# Its me again!!! - living costs



## hotshop (Aug 4, 2008)

Hi guys

Having recently read the latest response to ' how much do I need to live ' I take heart in one definition that what you spend in the UK will be enough to support you in Cyprus

But for further clarification, taking house purchase costs out of the equation, we have left a regular monthly income of 2300 euros net

In the UK we cover our costs with 1500 euros per month, thus leaving 800 euros to spend on going out

Is this sufficient ' to live the dream'

Regards

hotshop

xxxxxx:juggle::clap2:


----------



## BabsM (May 24, 2008)

hotshop said:


> Hi guys
> 
> Having recently read the latest response to ' how much do I need to live ' I take heart in one definition that what you spend in the UK will be enough to support you in Cyprus
> 
> ...


It had better be! We have less than that and we are here!


----------



## Veronica (Apr 5, 2008)

You can live like royalty on that amount


----------



## jkelly (May 21, 2009)

Veronica said:


> You can live like royalty on that amount


Can I clean her house for her when we come over?

On about cost of living - Cyprusbill is often mentioned which I found for Electric and water costs good but found if you whack in cost of living in Cyprus you get the best info - oh and of course this site.

Jim


----------



## jkelly (May 21, 2009)

Still two stars!


----------



## philly (Feb 5, 2010)

I must be honesxt when I was over end 2009 i thought things were much much more expensive than the uk

Things that I pay 2 pounds for in the uk are like 5 euros in cyprus !!!!!!

I think you have to be careful where u shop for def !!


----------



## Chris & Andrea (Feb 15, 2008)

philly said:


> I must be honesxt when I was over end 2009 i thought things were much much more expensive than the uk
> 
> Things that I pay 2 pounds for in the uk are like 5 euros in cyprus !!!!!!
> 
> I think you have to be careful where u shop for def !!


Hi All
Thought it about time I started posting again. Obviously a British thing, but there appears to be a constant stream of price comparisons, especially as relates to food. We were over in November checking on the progress of our villa and visiting friends, but apart from the exchange rate things weren't a great deal more expensive. People seem to forget as well that we didn't do that well, pound for pound, against the Cypriat Pound!
We found food at the smaller shops and markets, especially fresh produce was comparible if not cheaper than UK prices. Where else, but in the villages do you get told to sit down, be given a cup of tea and a biscuit when you're only going in for a loaf of bread! 
If you want British produce then logically you have to pay more. Fuel and utility charges are way cheaper than here and what price all that wonderful sunshine.
We're just frustrated in the recent loss of equity in our house otherwise we'd be over there 'in a shot'. Meantime we have high utility bills, income tax and fuel prices at £1.16p a litre and rising AND its 'blooming' raining.
Kind regards to all Chris


----------



## philly (Feb 5, 2010)

Yep you re right Chris, we have delayed and delayed our move but in fact its getting worse so we have decided now is the time and hopefully arriving end of March we will have floor to ceiling sunshine for 6 months or more )))))

x


----------



## adamgard (Jul 31, 2008)

Has anyone noticed the goods and prices in the new 'Discount 10' shops in Eastern Cyprus? Run by ex-Pats they have a wide selection of e.g. UK brands and while it is early days yet my wife and I can save on about half of our regular month;y groceries and we are able to shop around for best value for the rest and end up paying no more for our shopping than we used to in the UK. Shop around folks and keep the wolf from the door.


----------



## philly (Feb 5, 2010)

Is there one of these near the Pafos area for future ref ?


----------



## Veronica (Apr 5, 2008)

philly said:


> Is there one of these near the Pafos area for future ref ?

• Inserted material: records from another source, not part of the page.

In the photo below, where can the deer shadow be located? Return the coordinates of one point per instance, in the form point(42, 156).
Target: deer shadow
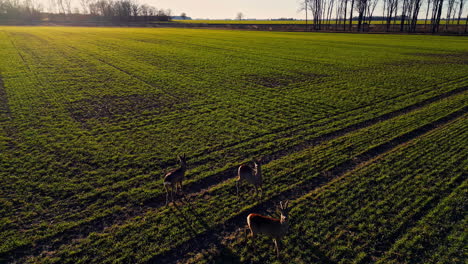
point(189, 217)
point(303, 245)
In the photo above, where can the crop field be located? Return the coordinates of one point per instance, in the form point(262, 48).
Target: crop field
point(247, 21)
point(365, 135)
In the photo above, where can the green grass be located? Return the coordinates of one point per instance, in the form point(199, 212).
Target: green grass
point(92, 117)
point(301, 22)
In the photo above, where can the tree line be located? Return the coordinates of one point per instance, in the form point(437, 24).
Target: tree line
point(403, 13)
point(109, 10)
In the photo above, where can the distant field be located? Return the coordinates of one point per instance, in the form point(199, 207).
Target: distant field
point(295, 22)
point(364, 134)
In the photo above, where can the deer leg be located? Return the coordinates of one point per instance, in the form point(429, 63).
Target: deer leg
point(276, 246)
point(172, 194)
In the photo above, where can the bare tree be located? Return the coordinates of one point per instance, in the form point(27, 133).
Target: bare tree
point(84, 6)
point(427, 10)
point(415, 7)
point(391, 6)
point(371, 4)
point(351, 16)
point(436, 14)
point(450, 9)
point(361, 6)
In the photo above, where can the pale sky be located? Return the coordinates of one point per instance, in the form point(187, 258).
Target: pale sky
point(260, 9)
point(221, 9)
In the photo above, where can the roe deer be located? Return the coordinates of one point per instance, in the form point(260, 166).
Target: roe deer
point(251, 175)
point(274, 228)
point(174, 177)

Phil there are UK discount in the Paphos area as well and we use them for anything we can. There are at least 3 such shops in Paphos now.
Even the cypriots have discovered them and use them for certain things.
However they do only have limited stocks and for a more comprehensive shopping trip you still need the big supermarkets, and don't forget Lidls are building here so that will also make a huge difference to our shopping bills.

Veronica


----------



## BabsM (May 24, 2008)

adamgard said:


> Has anyone noticed the goods and prices in the new 'Discount 10' shops in Eastern Cyprus? Run by ex-Pats they have a wide selection of e.g. UK brands and while it is early days yet my wife and I can save on about half of our regular month;y groceries and we are able to shop around for best value for the rest and end up paying no more for our shopping than we used to in the UK. Shop around folks and keep the wolf from the door.

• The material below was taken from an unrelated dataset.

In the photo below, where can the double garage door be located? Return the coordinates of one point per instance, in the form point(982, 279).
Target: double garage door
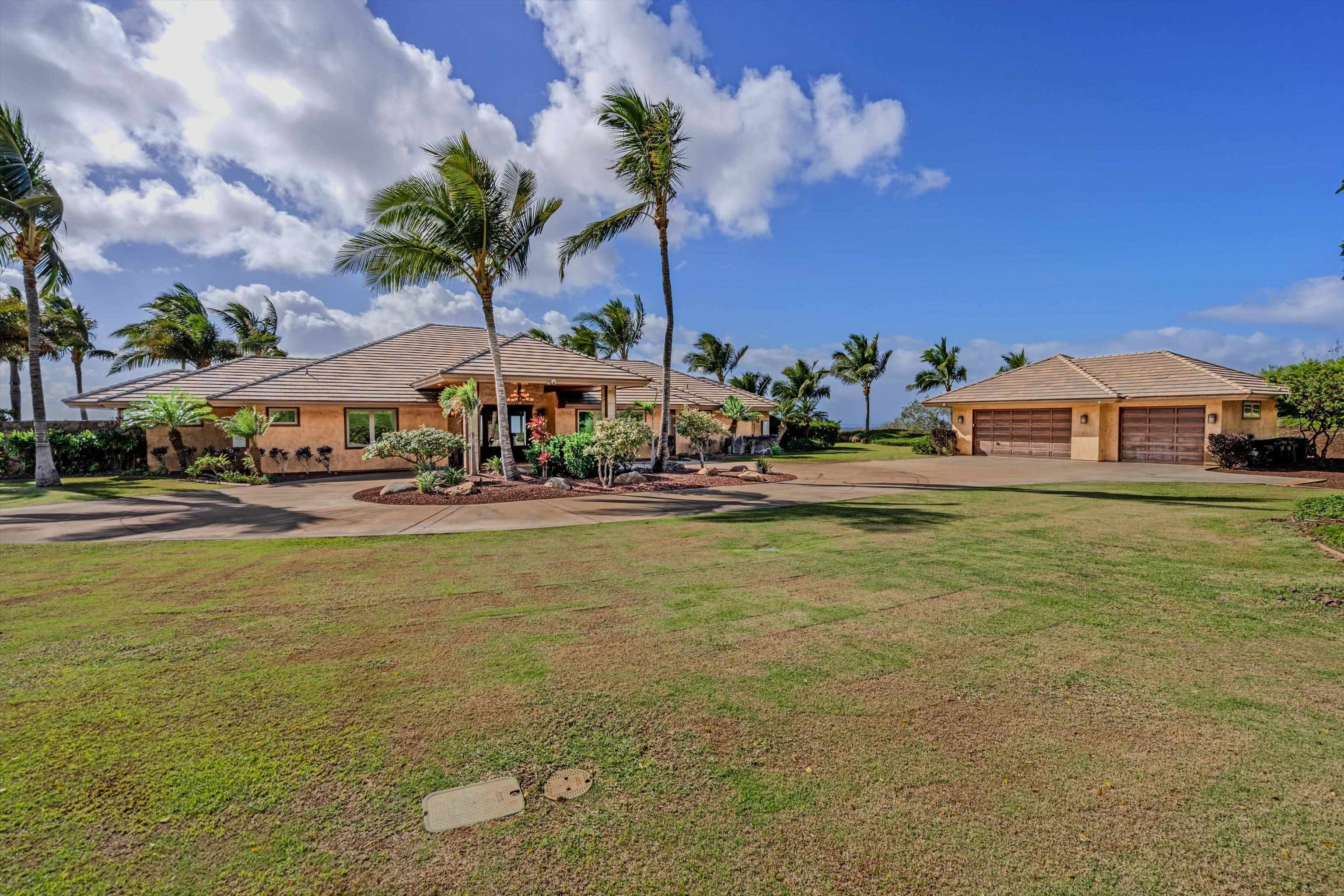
point(1147, 434)
point(1027, 432)
point(1162, 434)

There has been a Discount 10 shops in the Larnaca area, near Orphanides for over 18 months, IIRC. More have opened recently near African Safari and in Pervolia. They are aimed at Brits and carry favourite Brit ranges. Sometimes the goods have short sell-by dates and sometimes ranges are more expensive. But then other prices are excellent. I think its like everything, you need to know your prices and shop around. 

Another shop to watch is Elomas. There's one near Carrefour, another near the Law Courts and another on the road from Kamares to the motorway. They've recently had Haagen Daas Ice cream at 2.50 Euros a pot. They often do chocolates cheap. Like Discount 10 some of their ranges are very good and some are not so competitive.


----------



## philly (Feb 5, 2010)

Veronica said:


> Phil there are UK discount in the Paphos area as well and we use them for anything we can. There are at least 3 such shops in Paphos now.
> Even the cypriots have discovered them and use them for certain things.
> However they do only have limited stocks and for a more comprehensive shopping trip you still need the big supermarkets, and don't forget Lidls are building here so that will also make a huge difference to our shopping bills.
> 
> Veronica


Excellent thanks for the info


----------



## adamgard (Jul 31, 2008)

philly said:


> Is there one of these near the Pafos area for future ref ?

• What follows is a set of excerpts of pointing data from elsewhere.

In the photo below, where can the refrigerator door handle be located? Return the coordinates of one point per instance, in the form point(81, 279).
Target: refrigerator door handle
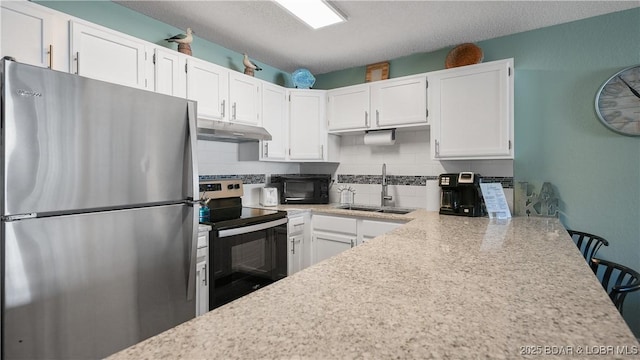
point(193, 256)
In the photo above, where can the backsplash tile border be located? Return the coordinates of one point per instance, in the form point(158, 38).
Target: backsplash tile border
point(406, 180)
point(506, 182)
point(246, 178)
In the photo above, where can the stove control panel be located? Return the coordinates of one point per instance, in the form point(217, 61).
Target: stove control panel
point(220, 189)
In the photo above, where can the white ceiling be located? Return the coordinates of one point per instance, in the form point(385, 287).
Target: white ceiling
point(375, 31)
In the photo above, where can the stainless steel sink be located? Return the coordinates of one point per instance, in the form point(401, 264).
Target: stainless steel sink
point(385, 209)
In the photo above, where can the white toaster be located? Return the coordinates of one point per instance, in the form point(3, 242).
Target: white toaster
point(269, 196)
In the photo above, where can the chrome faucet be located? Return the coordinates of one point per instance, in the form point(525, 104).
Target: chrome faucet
point(383, 194)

I will ask one of the directors next time I see him for you; ditto for Nicosia and Limassol. 

BTW, for those who haven't found out yet, the meals at IKEA are worth travelling for and very easy on the budget.


----------



## adamgard (Jul 31, 2008)

*Discount 10 shops*



philly said:


> Is there one of these near the Pafos area for future ref ?


I checked your query out with Peter Garland, one of the directors, and he advises me that their shops operate in the East of the island - at present two in Larnaca, and one each in Kiti/Pervolia, Oroklini and Ormedia. One is due to open in Protaras this month and consideration is being given to the possibility of opening one in Nicosia but Paphos is not on their radar at this time.


----------



## philly (Feb 5, 2010)

Shame about Paphos (


----------